Dado que Abel todavía no se había calmado completamente de la pelea que acababa de tener, elevó su voz al decir esto, enviando una ligera onda de imposición en la atmósfera del salón.

—Dong…

dong…

—el sonido de las copas cayendo al suelo.

La onda de imposición de Abel había hecho que algunas copas de café se desprendieran de las manos de algunos nobles.

Los había tomado completamente por sorpresa, y el resto de la multitud de repente se quedó en silencio.

Afortunadamente, Abel todavía era un Caballero intermedio.

Su imposición no tenía poder dañino.

No obstante, debido a la interferencia de su combate qi de oro pálido, el área que su imposición podía cubrir era incluso más grande que la de un caballero élite.

Kree estaba directamente frente a Abel.

Se dio cuenta de que había enfurecido profundamente a Abel, así que inmediatamente cayó al suelo.

La multitud circundante también lo miraba con desprecio.

¿Quién se creía Kree que era, una simple elfa podría apaciguar la ira del Señor de Abel?

No solo eso, sino que aún quería convertirse en amigo de Abel.

Nadie en su sano juicio se atrevería a hacer una estupidez como esta.

Abel sacó 150 monedas de oro de cien valor de su bolsillo y las tiró frente a Kree.

—¡El trato está completo!

De repente, un ruido vino de fuera de la casa de subastas.

Era una guardia de seguridad pública de la Ciudad de la Cosecha.

Estos guardias de seguridad pública son la fuerza del orden de la Ciudad de la Cosecha.

Sin embargo, no tienen ningún control sobre los nobles.

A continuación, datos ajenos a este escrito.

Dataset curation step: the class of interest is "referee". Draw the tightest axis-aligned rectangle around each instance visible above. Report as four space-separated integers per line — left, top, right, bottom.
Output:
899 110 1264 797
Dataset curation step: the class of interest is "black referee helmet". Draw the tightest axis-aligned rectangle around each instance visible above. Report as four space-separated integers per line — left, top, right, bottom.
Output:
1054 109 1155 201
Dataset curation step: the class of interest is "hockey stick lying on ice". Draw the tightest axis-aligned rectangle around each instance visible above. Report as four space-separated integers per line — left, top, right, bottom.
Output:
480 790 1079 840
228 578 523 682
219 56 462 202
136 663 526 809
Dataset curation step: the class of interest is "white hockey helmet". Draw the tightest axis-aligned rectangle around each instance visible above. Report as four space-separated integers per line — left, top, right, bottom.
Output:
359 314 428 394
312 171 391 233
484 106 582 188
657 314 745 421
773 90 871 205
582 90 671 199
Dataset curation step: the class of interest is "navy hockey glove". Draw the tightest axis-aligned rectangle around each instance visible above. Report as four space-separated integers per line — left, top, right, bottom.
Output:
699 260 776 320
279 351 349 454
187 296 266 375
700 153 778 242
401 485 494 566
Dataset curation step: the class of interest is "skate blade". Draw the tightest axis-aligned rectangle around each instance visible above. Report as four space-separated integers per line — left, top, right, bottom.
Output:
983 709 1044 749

Si un noble incumple una ley, solo pueden ser reportados al tribunal arbitral noble.

—Cuando el guardia de seguridad pública vio al Señor de Abel, mostraron una expresión amistosa.

Se acercaron y preguntaron a Abel —el honorable Señor de Abel, ¿ha salido herido?

—Hola, guardia de seguridad pública —respondió Abel—.

He asistido a un pequeño evento dentro de la casa de subastas de Kree y fui atacado por un Caballero Élite.

Incluso le expuse mi identidad, pero aún así me atacó con su qi de combate.

—Cielos.

¿Un caballero élite tiene el coraje de atacar al Señor de Abel en la Ciudad de la Cosecha?

—La cara del guardia de seguridad pública cambió inmediatamente—.

Atacar a un noble con finca era un asunto muy grave, más aún cuando la persona que cometía el crimen era un caballero élite.

Esta situación debía ser muy problemática.

—Por supuesto, todos aquí pueden testificarlo —dijo Abel señalando a la multitud en el salón—.

¡Juro al espíritu que todo lo que dije fue verdad!

—¡Juro al espíritu que todo lo que el Señor de Abel dijo fue verdad!

—Nadie en la multitud tenía el coraje de ofender al Señor de Abel por un caballero élite muerto, especialmente cuando Abel realmente estaba diciendo la verdad.

—El honorable Señor de Abel, ¿dónde está el tipo que lo atacó?

—preguntó un guardia de seguridad pública.

—El tipo está allá —respondió Abel, señalando un cuerpo muerto en el suelo.

—El guardia de seguridad pública se acercó y volteó el cuerpo muerto.

Cuando vio el rostro del cadáver, no pudo evitar exclamar con temor —era el Caballero Élite de Rodney.

Por supuesto, el guardia de seguridad pública conocía al Caballero de Rodney.

De hecho, era muy familiar para él.

Desde que el Caballero de Rodney se había convertido en un caballero del Palacio de la Ciudad, fue responsable de arrestar y matar a innumerables poseedores de ocupaciones intermedias y élites.

Sin duda, era uno de los caballeros más poderosos de la ciudad.

Sin embargo, el guardia de seguridad pública sabía muy bien que, dado que el Caballero de Rodney fue el que atacó primero al Señor de Abel, ser asesinado era inevitable.

No importaba lo que hubiera sucedido, nadie podría insultar jamás la dignidad de un noble.

—¿Qué superior mató al Caballero de Rodney?

—dijo el guardia de seguridad pública con una reverencia.

—Yo mismo lo maté —dijo Abel con una voz monótona.